Mighty Mike is a former guitarist for Elvin Bishop. He moved to Austin, Texas, seven years ago when he joined the Marcia Ball Band. Last fall, he released his fourth solo album, “Blues In Good Hands,” which includes special guests Ball, Strehli, Tommy Castro, John Nemeth and Carolyn Wonderland.
Before his last show at Harrah’s, Schermer spoke to Tahoe Onstage by telephone from Teaneck, New Jersey, on the tail end of a three week-long tour with the Marcia Ball Band.
“We did one day on the East Coast, the next in Seattle and worked out way back,” Schermer said. The tour wraps up Sunday in Rhode Island. “I am getting a good read on the country. Everything’s going to be fine. It’s not nearly as bad as they want you to believe.”
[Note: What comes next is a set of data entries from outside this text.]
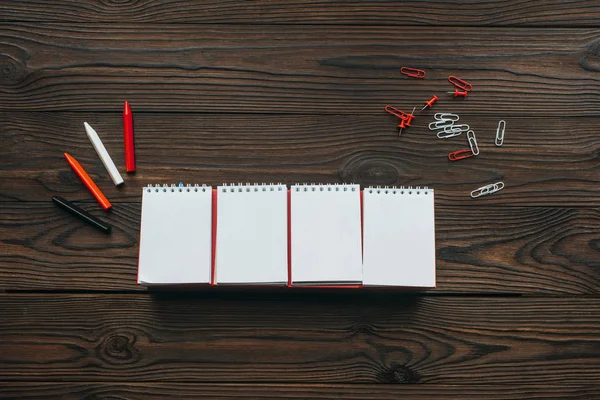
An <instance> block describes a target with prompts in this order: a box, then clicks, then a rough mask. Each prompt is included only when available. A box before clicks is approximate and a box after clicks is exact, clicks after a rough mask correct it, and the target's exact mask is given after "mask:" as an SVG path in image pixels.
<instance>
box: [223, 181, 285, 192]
mask: <svg viewBox="0 0 600 400" xmlns="http://www.w3.org/2000/svg"><path fill="white" fill-rule="evenodd" d="M284 186H285V185H283V184H282V183H264V182H263V183H257V182H255V183H250V182H246V183H245V184H244V183H238V184H235V183H231V184H229V185H227V184H226V183H223V185H221V186H219V187H218V190H219V191H220V192H223V193H227V192H229V193H235V192H237V193H242V192H246V193H250V192H267V191H269V192H275V191H278V192H282V191H285V190H287V188H284Z"/></svg>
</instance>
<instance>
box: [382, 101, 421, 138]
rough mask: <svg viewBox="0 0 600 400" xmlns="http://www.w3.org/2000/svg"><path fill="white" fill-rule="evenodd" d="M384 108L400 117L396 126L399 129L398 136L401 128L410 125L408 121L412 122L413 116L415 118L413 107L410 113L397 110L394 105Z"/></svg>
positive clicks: (404, 127)
mask: <svg viewBox="0 0 600 400" xmlns="http://www.w3.org/2000/svg"><path fill="white" fill-rule="evenodd" d="M384 110H385V111H386V112H387V113H390V114H392V115H393V116H395V117H398V118H400V123H399V124H398V128H400V130H399V131H398V136H400V135H401V134H402V129H404V128H408V127H409V126H410V123H411V122H412V120H413V118H415V115H414V112H415V109H414V108H413V110H412V112H411V113H410V114H409V113H406V112H404V111H402V110H398V109H397V108H396V107H392V106H385V108H384Z"/></svg>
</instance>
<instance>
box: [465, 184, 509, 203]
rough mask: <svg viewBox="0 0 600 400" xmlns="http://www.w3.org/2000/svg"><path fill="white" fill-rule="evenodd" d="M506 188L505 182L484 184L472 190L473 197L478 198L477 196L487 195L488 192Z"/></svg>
mask: <svg viewBox="0 0 600 400" xmlns="http://www.w3.org/2000/svg"><path fill="white" fill-rule="evenodd" d="M502 189H504V182H496V183H492V184H491V185H486V186H482V187H480V188H478V189H475V190H473V191H472V192H471V197H472V198H474V199H476V198H477V197H481V196H486V195H488V194H492V193H496V192H497V191H499V190H502Z"/></svg>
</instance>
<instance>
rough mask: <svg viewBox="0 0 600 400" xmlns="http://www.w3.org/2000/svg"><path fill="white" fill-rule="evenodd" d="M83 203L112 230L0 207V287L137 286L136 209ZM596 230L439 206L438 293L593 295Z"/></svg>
mask: <svg viewBox="0 0 600 400" xmlns="http://www.w3.org/2000/svg"><path fill="white" fill-rule="evenodd" d="M83 207H84V208H85V209H87V210H89V211H90V212H91V213H93V214H95V215H98V216H102V217H103V219H105V220H107V221H109V222H110V223H112V224H113V233H112V234H111V235H110V236H107V235H104V234H103V233H101V232H98V231H96V230H95V229H93V228H91V227H89V226H87V225H85V224H84V223H83V222H81V221H79V220H77V219H75V218H73V217H71V216H69V215H68V214H65V213H64V211H62V210H60V209H58V208H56V207H55V206H54V205H53V204H52V203H51V202H50V201H47V202H45V203H30V202H27V203H16V202H15V203H11V202H7V203H3V204H2V213H1V214H0V289H3V290H9V291H11V290H29V291H30V290H144V289H143V288H142V287H140V286H137V285H136V274H137V257H138V238H139V218H140V205H139V204H138V203H123V204H117V205H115V207H114V208H115V209H114V210H113V211H112V212H111V213H103V212H102V211H101V210H100V209H99V208H98V207H97V206H96V205H93V204H85V205H83ZM599 230H600V210H599V209H585V208H584V209H573V208H531V207H526V208H518V207H478V206H475V205H473V206H470V207H445V206H438V207H437V208H436V243H437V268H438V271H437V282H438V289H436V292H441V293H515V294H551V295H562V294H598V293H599V288H600V262H599V260H600V254H599V251H600V242H599V239H598V231H599ZM398 259H399V260H401V259H402V256H401V254H399V255H398ZM399 262H401V261H399ZM217 290H223V288H217ZM283 290H290V289H283ZM213 291H214V290H213ZM258 292H259V293H260V292H261V290H258ZM342 292H344V291H343V290H342Z"/></svg>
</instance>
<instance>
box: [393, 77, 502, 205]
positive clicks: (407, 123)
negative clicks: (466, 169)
mask: <svg viewBox="0 0 600 400" xmlns="http://www.w3.org/2000/svg"><path fill="white" fill-rule="evenodd" d="M400 73H401V74H403V75H406V76H408V77H410V78H417V79H425V77H426V76H427V73H426V72H425V71H424V70H421V69H417V68H412V67H402V68H401V69H400ZM448 82H450V83H451V84H452V85H453V86H454V87H455V89H454V91H449V92H447V93H449V94H452V95H453V96H454V97H462V98H463V99H466V97H467V96H468V94H469V93H470V92H471V90H473V85H472V84H471V83H469V82H467V81H465V80H464V79H461V78H457V77H456V76H453V75H451V76H449V77H448ZM438 100H439V98H438V97H437V96H436V95H435V94H434V95H433V96H432V97H431V99H429V100H427V101H425V105H424V106H423V108H422V109H421V111H423V110H425V109H426V108H432V107H433V105H434V103H436V102H437V101H438ZM415 109H416V107H415V108H413V111H412V112H411V113H406V112H404V111H402V110H400V109H398V108H396V107H393V106H390V105H388V106H385V108H384V110H385V111H386V112H387V113H389V114H392V115H394V116H395V117H397V118H399V119H400V123H399V124H398V128H399V131H398V135H399V136H400V134H401V133H402V130H403V129H405V128H407V127H409V126H410V125H411V122H412V121H413V119H414V118H415V115H414V112H415ZM433 118H434V120H433V121H432V122H430V123H429V130H431V131H433V132H436V135H437V137H438V138H440V139H450V138H454V137H457V136H460V135H461V134H462V133H463V132H465V133H466V135H465V136H466V138H467V145H468V148H463V149H459V150H456V151H453V152H451V153H450V154H448V160H450V161H460V160H464V159H467V158H471V157H474V156H478V155H479V153H480V151H479V145H478V143H477V137H476V136H475V131H474V130H472V129H471V127H470V126H469V125H467V124H464V123H458V121H459V120H460V117H459V116H458V114H453V113H447V112H444V113H442V112H439V113H436V114H434V116H433ZM505 130H506V122H505V121H504V120H501V121H500V122H498V128H497V129H496V137H495V140H494V144H495V145H496V146H498V147H501V146H502V145H503V144H504V132H505ZM503 188H504V182H496V183H492V184H489V185H486V186H482V187H480V188H477V189H475V190H473V191H472V192H471V197H472V198H477V197H481V196H486V195H489V194H492V193H496V192H498V191H500V190H502V189H503Z"/></svg>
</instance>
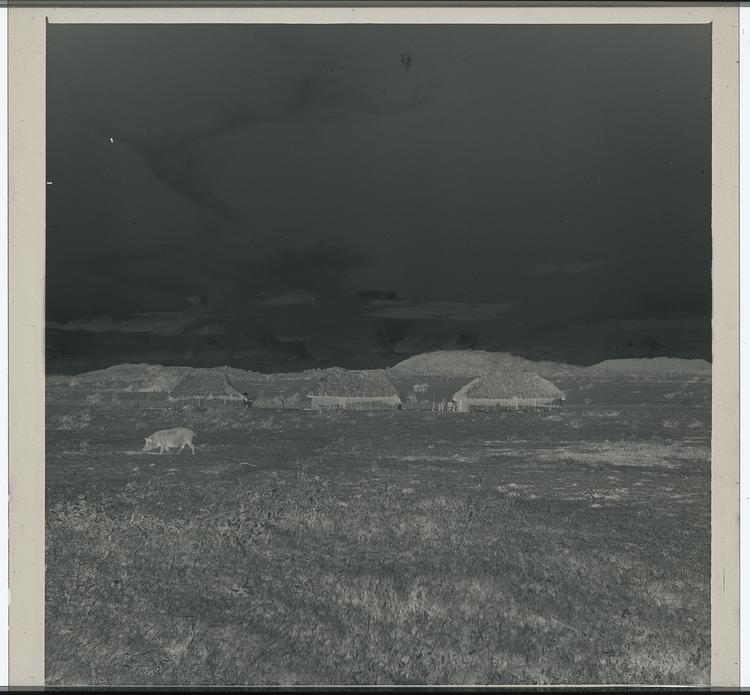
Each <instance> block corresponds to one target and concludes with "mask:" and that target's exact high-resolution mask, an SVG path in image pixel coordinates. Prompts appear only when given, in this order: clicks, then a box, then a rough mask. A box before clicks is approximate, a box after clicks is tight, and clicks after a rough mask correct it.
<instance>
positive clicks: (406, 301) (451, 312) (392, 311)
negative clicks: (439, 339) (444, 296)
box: [369, 300, 517, 321]
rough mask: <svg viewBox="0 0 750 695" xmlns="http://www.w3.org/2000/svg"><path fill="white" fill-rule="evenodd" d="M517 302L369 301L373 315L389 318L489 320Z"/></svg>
mask: <svg viewBox="0 0 750 695" xmlns="http://www.w3.org/2000/svg"><path fill="white" fill-rule="evenodd" d="M516 304H517V302H502V303H495V304H487V303H481V302H448V301H435V302H417V301H409V300H397V301H383V300H375V301H373V302H371V303H370V306H371V310H370V312H369V313H371V314H372V315H373V316H380V317H382V318H389V319H442V320H444V321H491V320H492V319H494V318H496V317H497V316H499V315H500V314H504V313H506V312H508V311H510V310H511V309H512V308H513V307H514V306H516Z"/></svg>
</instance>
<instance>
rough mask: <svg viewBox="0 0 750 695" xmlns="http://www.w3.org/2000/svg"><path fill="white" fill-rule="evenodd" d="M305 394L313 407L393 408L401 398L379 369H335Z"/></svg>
mask: <svg viewBox="0 0 750 695" xmlns="http://www.w3.org/2000/svg"><path fill="white" fill-rule="evenodd" d="M308 395H309V398H310V400H311V406H312V408H313V409H334V410H338V409H341V410H395V409H400V408H401V399H400V398H399V396H398V393H397V391H396V389H395V387H394V386H393V384H392V383H391V381H390V379H389V378H388V375H387V374H386V373H385V371H384V370H382V369H372V370H359V371H350V370H348V369H340V368H335V369H331V370H328V372H327V373H326V375H325V376H324V377H323V378H322V379H321V380H320V381H319V382H318V383H317V384H316V385H315V387H314V388H313V390H312V392H311V393H310V394H308Z"/></svg>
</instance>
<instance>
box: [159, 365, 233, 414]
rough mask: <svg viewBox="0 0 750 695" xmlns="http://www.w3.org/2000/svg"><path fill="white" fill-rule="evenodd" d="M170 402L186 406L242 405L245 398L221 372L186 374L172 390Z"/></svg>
mask: <svg viewBox="0 0 750 695" xmlns="http://www.w3.org/2000/svg"><path fill="white" fill-rule="evenodd" d="M169 400H170V401H172V402H176V403H182V404H186V405H196V406H198V407H207V406H209V405H211V406H215V405H242V402H243V396H242V394H241V393H240V392H239V391H237V389H235V388H234V387H233V386H232V385H231V384H230V383H229V381H228V380H227V378H226V376H224V375H223V374H221V373H219V372H198V373H197V374H186V375H185V376H184V377H183V378H182V381H180V383H179V384H177V386H175V387H174V389H172V392H171V393H170V394H169Z"/></svg>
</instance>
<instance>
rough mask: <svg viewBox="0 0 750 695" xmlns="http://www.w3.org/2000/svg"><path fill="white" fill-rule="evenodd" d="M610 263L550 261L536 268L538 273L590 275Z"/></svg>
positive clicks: (598, 262)
mask: <svg viewBox="0 0 750 695" xmlns="http://www.w3.org/2000/svg"><path fill="white" fill-rule="evenodd" d="M608 263H610V261H609V260H598V261H548V262H547V263H542V264H541V265H538V266H537V267H536V272H537V273H588V272H590V271H592V270H599V268H603V267H604V266H605V265H607V264H608Z"/></svg>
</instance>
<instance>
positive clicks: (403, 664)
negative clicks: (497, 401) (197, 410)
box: [46, 404, 710, 685]
mask: <svg viewBox="0 0 750 695" xmlns="http://www.w3.org/2000/svg"><path fill="white" fill-rule="evenodd" d="M175 425H185V426H188V427H192V428H193V429H194V430H195V431H196V432H197V433H198V436H199V439H198V440H197V445H198V447H197V451H196V455H195V456H192V455H191V454H190V453H189V452H183V453H182V454H181V455H179V456H175V455H174V454H172V455H170V456H168V455H163V456H159V455H158V454H144V453H141V452H140V451H139V449H140V448H141V446H142V445H143V437H145V436H146V435H148V434H150V433H151V431H153V430H155V429H160V428H162V427H171V426H175ZM709 440H710V423H709V421H708V412H707V411H706V409H705V408H695V409H692V410H691V409H689V408H684V407H683V408H681V409H677V408H673V409H671V410H670V409H669V408H668V407H665V406H663V405H662V406H659V407H658V408H656V407H651V408H649V407H646V406H640V407H632V408H620V409H617V410H609V411H608V410H606V409H601V408H599V409H594V408H588V409H586V408H579V409H573V410H567V411H564V412H562V413H559V414H558V413H552V414H550V413H522V414H516V413H504V414H503V413H499V414H472V415H461V414H442V415H438V414H434V413H420V412H396V413H388V412H386V413H383V412H379V413H354V412H349V413H343V414H319V413H313V412H293V411H289V412H272V411H248V412H242V411H236V410H235V411H232V412H228V413H221V414H218V413H214V414H211V413H208V414H191V415H184V416H182V417H177V416H172V415H169V414H159V413H156V412H154V413H144V412H138V411H128V410H119V411H116V410H113V409H109V408H106V407H103V408H98V409H97V408H89V409H88V410H86V409H83V408H80V409H78V410H77V411H71V410H70V409H69V408H61V407H60V408H57V409H56V408H55V406H54V404H50V405H49V406H48V412H47V529H46V530H47V575H46V583H47V603H46V610H47V613H46V681H47V683H48V684H49V685H59V684H149V685H157V684H193V685H198V684H214V685H222V684H224V685H242V684H266V685H270V684H357V683H363V684H422V683H424V684H509V683H510V684H521V683H524V684H546V683H708V681H709V659H710V644H709V635H710V586H709V582H710V463H709Z"/></svg>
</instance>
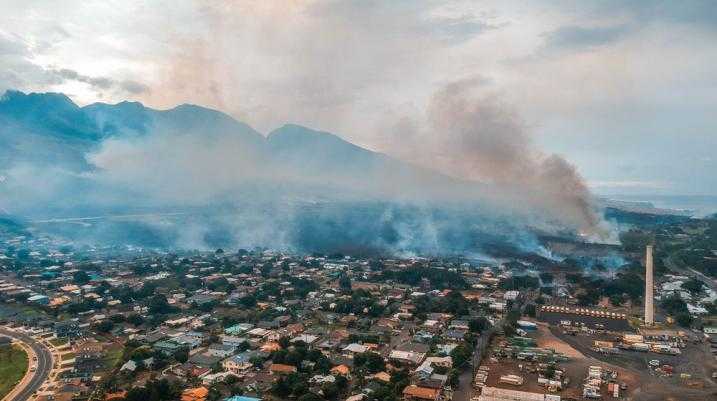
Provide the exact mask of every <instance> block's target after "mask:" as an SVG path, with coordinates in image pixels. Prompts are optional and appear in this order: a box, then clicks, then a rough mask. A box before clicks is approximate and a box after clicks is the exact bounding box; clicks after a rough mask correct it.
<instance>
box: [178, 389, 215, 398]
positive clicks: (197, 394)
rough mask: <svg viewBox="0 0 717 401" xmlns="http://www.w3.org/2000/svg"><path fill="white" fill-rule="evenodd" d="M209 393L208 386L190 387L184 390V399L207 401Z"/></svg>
mask: <svg viewBox="0 0 717 401" xmlns="http://www.w3.org/2000/svg"><path fill="white" fill-rule="evenodd" d="M208 394H209V390H208V389H207V388H206V387H197V388H188V389H186V390H184V391H183V392H182V401H205V400H206V399H207V395H208Z"/></svg>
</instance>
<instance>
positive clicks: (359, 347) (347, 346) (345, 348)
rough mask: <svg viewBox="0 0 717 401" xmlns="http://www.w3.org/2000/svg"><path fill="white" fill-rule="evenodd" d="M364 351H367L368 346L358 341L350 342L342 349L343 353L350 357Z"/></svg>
mask: <svg viewBox="0 0 717 401" xmlns="http://www.w3.org/2000/svg"><path fill="white" fill-rule="evenodd" d="M366 351H368V347H367V346H365V345H362V344H358V343H351V344H349V345H347V346H345V347H344V349H343V352H344V355H346V356H347V357H350V358H352V357H353V356H354V354H363V353H364V352H366Z"/></svg>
Schermer said he loves living in Austin, where there are 200 music venues in a 20-mile area.
“It’s a competitive scene but I already had a gig with Marcia when I showed up,” Schermer said. “Austin welcomed me with open arms. I went to Jo’s Hot Coffee on a Sunday afternoon and Willie Pipkin handed me a guitar.
“Everything is so compact , you can just walk out any day or night of the week and see great music. But I don’t recommend a musician move here without having a gig first. You would have to get in line and pay your dues. They guy serving your pizza can play circles around you.”
The week Schermer moved to town, he saw Gary Clark Jr. play a free show for a tiny crowd in the Continental Gallery. “A year later (Clark) was headlining Crossroads,” he said.
Schermer played on Sept. 17 at the Monterey Jazz Festival as a part of a super blues group with Daniel Castro and Chris Cain, both San Jose artists who also have played at Harrah’s Tuesday Night Blues. The band is called the Guitarsonists.
“We are just looking to diversify and give the fans something they normally couldn’t see,” Schermer said. “It’s also a way for use to play bigger venues than we could as solo artists.”
In 2015, the Guitarsonists played for the first time in Petaluma. Last spring, the trio appeared at the Kuumbwa Jazz Center in Santa Cruz. After the show, Castro was euphoric.
“I am still grinning,” Castro told Tahoe Onstage the day after the show. “It was very magical. Schermer used to live out there, so he’s kind of known. We were just elated to find out the show was sold out. If time allows and we can put some stuff together we’d like to do more.”
“We didn’t know how good that was going to turn out,” he said. “It turned out way better than any of us could expect.”